22 Mar 2017

The Impact of South Africa's Country-by-Country Reporting Regulations

by Anton Lockem, Partner, Durban,
Practice Area(s): Tax |

Business Day reported that in 30 cases since 2014, the South African Revenue Service (“SARS”) had made transfer pricing adjustments of more than R20 billion, with an income tax impact of R5 billion. Minister Pravin Gordhan expressed in his 2017 budget speech that SARS is increasing its auditing capacity on the transfer prices imposed by multinational entities (“MNEs”). One of the measures implemented to enhance SARS’ oversight on MNEs’ transfer pricing policies is the new Country-by-Country reporting (“CbCr”) standards for MNEs.
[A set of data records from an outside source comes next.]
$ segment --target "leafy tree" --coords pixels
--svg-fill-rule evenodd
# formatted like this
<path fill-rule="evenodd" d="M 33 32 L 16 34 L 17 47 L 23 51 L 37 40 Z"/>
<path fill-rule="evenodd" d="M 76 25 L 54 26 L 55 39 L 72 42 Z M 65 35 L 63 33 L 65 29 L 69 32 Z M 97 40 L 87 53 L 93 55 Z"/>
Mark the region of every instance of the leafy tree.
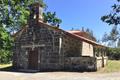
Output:
<path fill-rule="evenodd" d="M 84 29 L 83 29 L 84 30 Z M 91 40 L 93 41 L 97 41 L 97 39 L 95 38 L 94 34 L 93 34 L 93 31 L 90 30 L 89 28 L 87 28 L 86 30 L 84 30 L 83 32 L 86 32 L 89 34 L 89 37 L 91 38 Z"/>
<path fill-rule="evenodd" d="M 40 2 L 45 9 L 47 5 L 43 0 L 0 0 L 0 62 L 6 63 L 12 57 L 11 34 L 20 30 L 27 24 L 30 15 L 30 8 L 34 2 Z M 45 22 L 58 26 L 61 20 L 56 17 L 56 13 L 47 12 L 43 14 Z"/>
<path fill-rule="evenodd" d="M 102 16 L 101 20 L 109 25 L 120 24 L 120 0 L 117 0 L 117 3 L 112 6 L 112 11 L 109 14 Z"/>
<path fill-rule="evenodd" d="M 109 34 L 105 33 L 102 42 L 106 42 L 108 46 L 118 47 L 120 44 L 120 33 L 117 27 L 120 24 L 120 0 L 111 7 L 112 11 L 101 17 L 101 20 L 109 25 L 113 25 Z"/>
<path fill-rule="evenodd" d="M 62 22 L 61 19 L 56 17 L 56 12 L 52 13 L 52 12 L 46 12 L 43 13 L 44 16 L 44 22 L 45 23 L 50 23 L 53 26 L 57 26 L 59 27 L 60 23 Z"/>
<path fill-rule="evenodd" d="M 10 34 L 0 27 L 0 63 L 8 63 L 12 58 L 12 38 Z"/>
<path fill-rule="evenodd" d="M 113 27 L 109 34 L 105 33 L 102 37 L 102 42 L 107 43 L 107 46 L 118 47 L 119 45 L 119 31 L 117 27 Z"/>

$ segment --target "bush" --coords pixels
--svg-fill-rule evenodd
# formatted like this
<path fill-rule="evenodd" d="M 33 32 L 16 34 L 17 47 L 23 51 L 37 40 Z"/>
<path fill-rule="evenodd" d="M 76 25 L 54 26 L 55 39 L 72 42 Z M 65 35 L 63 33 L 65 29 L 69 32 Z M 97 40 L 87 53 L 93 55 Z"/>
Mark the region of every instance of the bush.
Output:
<path fill-rule="evenodd" d="M 12 61 L 12 52 L 8 50 L 0 50 L 0 64 L 10 63 Z"/>
<path fill-rule="evenodd" d="M 107 56 L 111 60 L 120 60 L 120 48 L 108 48 Z"/>

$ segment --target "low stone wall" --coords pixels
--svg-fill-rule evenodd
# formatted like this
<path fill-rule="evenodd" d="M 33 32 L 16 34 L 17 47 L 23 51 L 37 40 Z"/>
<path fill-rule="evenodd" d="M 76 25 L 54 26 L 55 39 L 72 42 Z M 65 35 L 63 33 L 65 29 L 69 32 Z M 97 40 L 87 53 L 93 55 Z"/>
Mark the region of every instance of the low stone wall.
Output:
<path fill-rule="evenodd" d="M 100 68 L 104 67 L 107 64 L 108 58 L 104 57 L 102 59 L 102 57 L 97 57 L 96 60 L 97 60 L 97 69 L 100 69 Z"/>
<path fill-rule="evenodd" d="M 67 57 L 64 68 L 67 70 L 96 70 L 94 57 Z"/>

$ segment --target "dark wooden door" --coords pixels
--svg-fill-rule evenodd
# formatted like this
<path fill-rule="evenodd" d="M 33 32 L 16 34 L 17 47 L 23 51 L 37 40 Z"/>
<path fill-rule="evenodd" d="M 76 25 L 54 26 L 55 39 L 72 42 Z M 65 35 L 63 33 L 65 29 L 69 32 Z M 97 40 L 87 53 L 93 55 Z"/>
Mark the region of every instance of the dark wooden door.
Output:
<path fill-rule="evenodd" d="M 28 58 L 28 62 L 29 62 L 29 69 L 32 70 L 37 70 L 38 69 L 38 50 L 34 49 L 34 50 L 30 50 L 29 51 L 29 58 Z"/>

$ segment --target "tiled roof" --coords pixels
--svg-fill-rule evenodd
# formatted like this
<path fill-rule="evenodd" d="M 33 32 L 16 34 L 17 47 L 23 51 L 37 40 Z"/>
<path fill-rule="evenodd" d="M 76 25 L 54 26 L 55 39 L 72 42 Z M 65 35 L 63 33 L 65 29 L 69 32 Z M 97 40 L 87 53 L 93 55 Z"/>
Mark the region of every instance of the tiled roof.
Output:
<path fill-rule="evenodd" d="M 66 35 L 71 36 L 71 37 L 74 37 L 74 38 L 79 39 L 79 40 L 82 40 L 82 41 L 85 41 L 85 42 L 87 42 L 87 43 L 89 43 L 89 44 L 92 44 L 92 45 L 95 45 L 95 46 L 105 47 L 104 45 L 98 44 L 97 42 L 92 41 L 92 40 L 90 40 L 90 39 L 87 39 L 87 38 L 85 38 L 85 37 L 83 37 L 83 36 L 73 34 L 73 33 L 79 33 L 79 32 L 81 33 L 81 31 L 77 31 L 77 30 L 76 30 L 76 31 L 65 31 L 65 30 L 62 30 L 62 29 L 53 27 L 53 26 L 51 26 L 51 25 L 49 25 L 49 24 L 47 24 L 47 23 L 43 23 L 43 22 L 39 22 L 38 25 L 47 25 L 47 27 L 49 27 L 49 28 L 52 28 L 52 29 L 54 29 L 54 30 L 56 30 L 56 31 L 63 31 Z M 44 26 L 44 27 L 46 27 L 46 26 Z M 23 27 L 20 31 L 18 31 L 17 33 L 15 33 L 14 36 L 16 36 L 17 34 L 19 34 L 21 31 L 23 32 L 24 29 L 26 29 L 26 28 Z"/>

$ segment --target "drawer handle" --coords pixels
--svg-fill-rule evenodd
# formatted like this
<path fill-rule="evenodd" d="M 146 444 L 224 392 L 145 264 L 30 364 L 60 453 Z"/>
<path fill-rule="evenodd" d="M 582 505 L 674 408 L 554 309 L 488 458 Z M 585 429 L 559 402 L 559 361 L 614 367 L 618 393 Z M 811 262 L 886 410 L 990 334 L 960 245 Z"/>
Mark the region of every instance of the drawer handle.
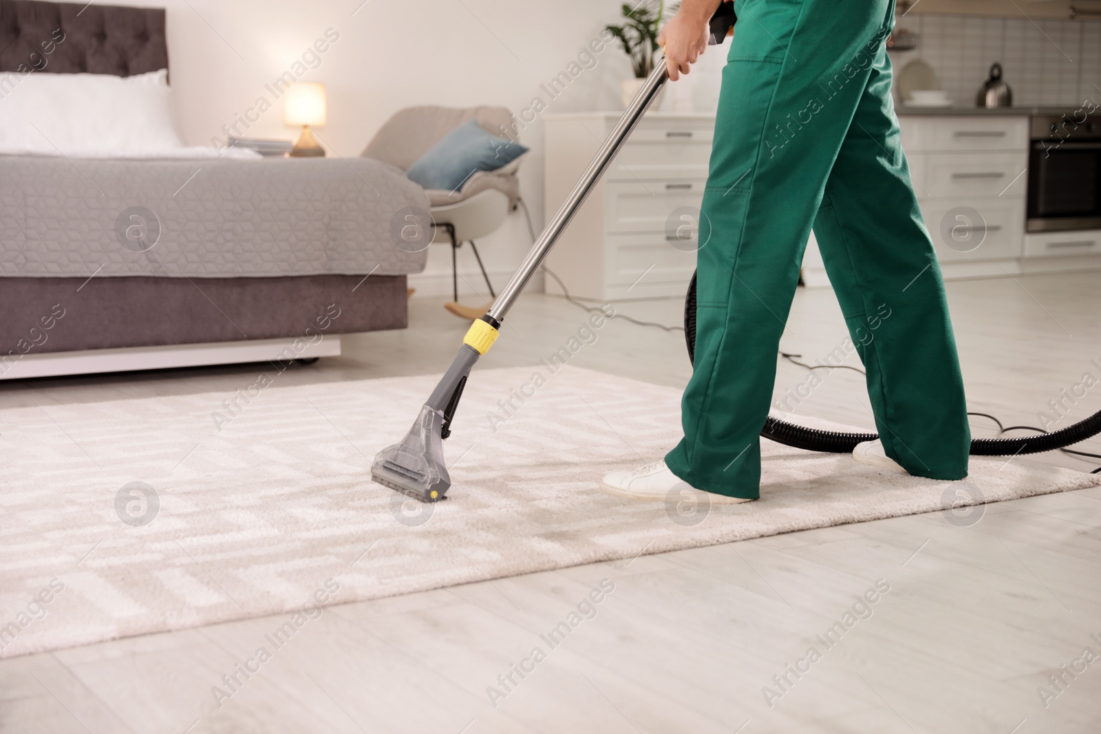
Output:
<path fill-rule="evenodd" d="M 1004 173 L 953 173 L 952 178 L 1004 178 Z"/>
<path fill-rule="evenodd" d="M 1092 248 L 1097 243 L 1097 240 L 1079 240 L 1078 242 L 1048 242 L 1046 247 L 1048 250 L 1056 248 Z"/>

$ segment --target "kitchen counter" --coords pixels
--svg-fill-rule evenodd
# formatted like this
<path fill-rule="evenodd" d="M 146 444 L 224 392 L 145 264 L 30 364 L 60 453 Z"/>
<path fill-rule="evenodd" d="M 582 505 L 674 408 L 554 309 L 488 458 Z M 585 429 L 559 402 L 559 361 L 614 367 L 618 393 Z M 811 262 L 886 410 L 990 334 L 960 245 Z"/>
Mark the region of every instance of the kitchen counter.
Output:
<path fill-rule="evenodd" d="M 1078 109 L 1076 105 L 1068 105 L 1067 107 L 995 107 L 993 109 L 985 107 L 906 107 L 905 105 L 898 105 L 895 107 L 895 114 L 898 117 L 1029 117 L 1033 114 L 1066 114 L 1073 112 L 1076 109 Z"/>

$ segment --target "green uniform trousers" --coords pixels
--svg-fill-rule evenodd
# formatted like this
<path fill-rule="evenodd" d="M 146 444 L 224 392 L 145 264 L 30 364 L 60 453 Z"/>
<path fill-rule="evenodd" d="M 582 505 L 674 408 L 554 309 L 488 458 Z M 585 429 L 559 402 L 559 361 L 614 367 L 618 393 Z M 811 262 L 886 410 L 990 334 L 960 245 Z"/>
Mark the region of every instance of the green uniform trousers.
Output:
<path fill-rule="evenodd" d="M 759 434 L 814 227 L 887 456 L 962 479 L 956 342 L 891 99 L 894 2 L 737 10 L 700 215 L 696 366 L 666 463 L 698 489 L 759 495 Z"/>

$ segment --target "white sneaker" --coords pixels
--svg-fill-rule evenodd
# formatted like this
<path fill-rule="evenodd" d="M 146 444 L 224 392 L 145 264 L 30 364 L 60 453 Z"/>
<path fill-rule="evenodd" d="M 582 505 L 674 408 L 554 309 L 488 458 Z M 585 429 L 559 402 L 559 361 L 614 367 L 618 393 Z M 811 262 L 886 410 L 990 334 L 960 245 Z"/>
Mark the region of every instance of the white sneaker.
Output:
<path fill-rule="evenodd" d="M 852 450 L 852 458 L 860 463 L 875 467 L 880 471 L 890 471 L 896 474 L 908 473 L 897 461 L 887 456 L 883 449 L 883 441 L 877 438 L 874 441 L 857 443 L 857 448 Z"/>
<path fill-rule="evenodd" d="M 665 500 L 671 493 L 676 493 L 674 496 L 678 496 L 682 490 L 691 490 L 694 492 L 705 492 L 712 504 L 752 502 L 752 500 L 746 497 L 728 497 L 724 494 L 697 490 L 669 471 L 669 468 L 665 465 L 665 461 L 655 461 L 634 471 L 609 472 L 600 480 L 600 489 L 609 494 L 635 497 L 637 500 Z"/>

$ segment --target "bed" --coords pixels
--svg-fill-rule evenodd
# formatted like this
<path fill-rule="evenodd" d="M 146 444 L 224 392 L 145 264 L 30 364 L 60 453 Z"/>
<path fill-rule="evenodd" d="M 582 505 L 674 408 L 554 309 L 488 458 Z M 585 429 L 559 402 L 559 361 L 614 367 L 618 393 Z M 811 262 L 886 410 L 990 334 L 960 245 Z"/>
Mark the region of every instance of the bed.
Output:
<path fill-rule="evenodd" d="M 163 9 L 0 0 L 0 79 L 167 69 L 164 30 Z M 393 222 L 427 208 L 366 157 L 0 155 L 0 379 L 308 360 L 404 328 L 426 252 Z"/>

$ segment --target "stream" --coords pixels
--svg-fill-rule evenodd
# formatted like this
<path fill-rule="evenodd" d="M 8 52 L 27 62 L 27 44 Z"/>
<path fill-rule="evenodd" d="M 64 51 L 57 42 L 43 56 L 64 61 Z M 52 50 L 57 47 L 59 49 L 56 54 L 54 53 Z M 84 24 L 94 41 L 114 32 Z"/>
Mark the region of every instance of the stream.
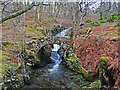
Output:
<path fill-rule="evenodd" d="M 67 31 L 62 31 L 62 34 L 58 33 L 56 36 L 61 36 Z M 65 34 L 64 34 L 65 36 Z M 51 60 L 53 63 L 47 64 L 42 68 L 31 68 L 31 81 L 29 84 L 24 85 L 25 88 L 82 88 L 90 84 L 86 81 L 81 74 L 71 71 L 67 68 L 61 59 L 61 56 L 57 53 L 60 46 L 53 44 L 51 47 Z"/>

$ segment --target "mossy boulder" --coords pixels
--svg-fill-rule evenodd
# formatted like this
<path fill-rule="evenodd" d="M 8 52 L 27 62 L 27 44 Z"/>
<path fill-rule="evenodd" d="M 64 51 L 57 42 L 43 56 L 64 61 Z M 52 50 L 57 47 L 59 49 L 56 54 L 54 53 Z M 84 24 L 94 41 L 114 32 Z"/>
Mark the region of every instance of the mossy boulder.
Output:
<path fill-rule="evenodd" d="M 113 87 L 115 84 L 115 70 L 112 70 L 112 68 L 110 70 L 108 69 L 108 67 L 110 66 L 109 62 L 109 57 L 101 57 L 99 61 L 98 70 L 102 87 Z"/>
<path fill-rule="evenodd" d="M 52 36 L 58 34 L 59 32 L 63 31 L 65 28 L 61 25 L 54 25 L 52 28 Z"/>
<path fill-rule="evenodd" d="M 65 55 L 64 55 L 64 58 L 66 58 Z M 70 52 L 68 54 L 68 56 L 66 58 L 66 64 L 73 71 L 76 71 L 76 72 L 82 74 L 83 77 L 85 79 L 87 79 L 88 81 L 94 81 L 96 79 L 94 74 L 92 74 L 91 72 L 89 72 L 85 68 L 83 68 L 79 58 L 77 57 L 77 55 L 75 53 Z"/>
<path fill-rule="evenodd" d="M 40 66 L 45 66 L 48 63 L 51 63 L 52 60 L 50 59 L 51 56 L 51 45 L 43 46 L 37 53 L 37 57 L 40 60 Z"/>

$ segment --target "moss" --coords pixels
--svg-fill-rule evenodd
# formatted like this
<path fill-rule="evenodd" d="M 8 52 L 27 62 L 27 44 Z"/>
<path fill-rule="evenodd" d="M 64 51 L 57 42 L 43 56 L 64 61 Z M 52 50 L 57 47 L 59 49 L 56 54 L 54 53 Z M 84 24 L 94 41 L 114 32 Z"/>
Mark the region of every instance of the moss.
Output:
<path fill-rule="evenodd" d="M 2 19 L 6 19 L 6 18 L 7 18 L 7 16 L 3 17 Z"/>
<path fill-rule="evenodd" d="M 117 37 L 114 37 L 112 41 L 118 41 L 119 39 Z"/>
<path fill-rule="evenodd" d="M 100 80 L 96 80 L 95 82 L 90 84 L 91 88 L 100 88 L 101 86 L 101 81 Z"/>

On 23 December 2016, South Africa issued Government Gazette 40516, which gives effect to the new regulations on CbCr requirements for MNEs. These regulations follow the 2015 final report from the Organisation for Economic Development’s (“OECD”) Base Erosion and Profit Shifting (BEPS) initiative that was adopted by the G20 countries. Although South Africa is not part of the G20, it is a follower of the OECD. Action plan 13 of the final OECD report provides CbCr requirements for MNEs, which the South African regulations have adopted.

Who Must File a Country-by-Country Report in South Africa?

 The CbCr regulations impose an obligation on certain MNEs to file a CbCr with SARS if certain criteria are met. One is obliged to file a CbCr with SARS if the Ultimate Parent Entity of an MNE Group is resident for tax purposes in South Africa. A Constituent Entity that is not the Ultimate Parent Entity of an MNE Group is obliged to file a CbCr with SARS if it is a resident for tax purposes in South Africa and one of the following criteria are met:

The Ultimate Parent Entity of the MNE Group is not obliged to file a CbCr in its jurisdiction of tax residence;
The Ultimate Parent Entity’s jurisdiction in which it is resident for tax purposes does not have a Qualifying Competent Authority Agreement (i.e.: an agreement between the respective countries allowing for the automatic exchange of CbCr information) in effect with South Africa by the time of the filing deadline (31 December 2017); or
There has been a Systemic Failure of the jurisdiction of tax residence of the Ultimate Parent Entity to automatically exchange CbCr information with South Africa.
MNEs are excluded from filing a CbCr if the MNE Group’s consolidated revenue is less than R10 billion, or €750 million if the Ultimate Parent Entity is tax resident in an EU member’s Jurisdiction.

What Information Must Be Contained in the Country-by-Country Report?

 Article 4 of the regulations require that, inter alia, a CbCr  disclose the following information regarding each jurisdiction in which the MNE Group operates:

Aggregate revenue amount;
Profit or loss before income tax;
Income tax accrued and income tax paid;
Number of employees;
Tangible assets other than cash;
Identity of every Constituent Entity of the MNE group;
The jurisdiction of each Constituent Entity’s tax residence; and
The nature of the main business activities of every Constituent Entity.
Use of the Country-by-Country Reporting Information

Article 6 of the regulations provide that SARS must preserve the confidentiality of the information contained in the CbCr. Furthermore, SARS may not base a transfer pricing adjustment on the CbCr. The purpose of the CbCr is to assess high-level transfer pricing risks and other BEPS risks in South Africa, which includes assessing the risk of non-compliance with transfer pricing rules by members of the MNE Group. Despite these regulations, Bloomberg BNA recently reported that MNEs based in Germany doubt that BRICS nations will preserve the confidentiality of the information in their CbCr and have expressed a concern that information will be leaked to the press and expose their global tax profits. It remains to be seen what impact this concern of German based MNEs will have on the automatic exchange of CbCr information with South Africa.

Other Transfer Pricing Documentation Requirements

 Taxpayers must not only take cognisance of the CbCr regulations, but also the documentation requirements as set out in Government Gazette 40375. The regulations in this publication set a considerably lower threshold than the CbCr regulations. Unlike the R10 billion consolidated group revenue threshold in the CbCr regulations, the documentation requirement regulations impact all persons that have entered into an affected transaction and the aggregate of those transactions for the year is reasonably expected to exceed R100 million, or the potentially affected transaction is reasonably expected to exceed R5 million.

Conclusion

If a MNE Group is required to comply with the CbCr regulations, one of the entities in the group will have to file the CbCr in its jurisdiction of tax residence. This information is to be automatically exchanged with the other jurisdictions the MNE operates in. Taxpayers are advised to prepare transfer pricing documentation as well as CbCr as soon as possible to identify whether the regulations will impact on SARS’ transfer pricing risk assessment of the MNE Group.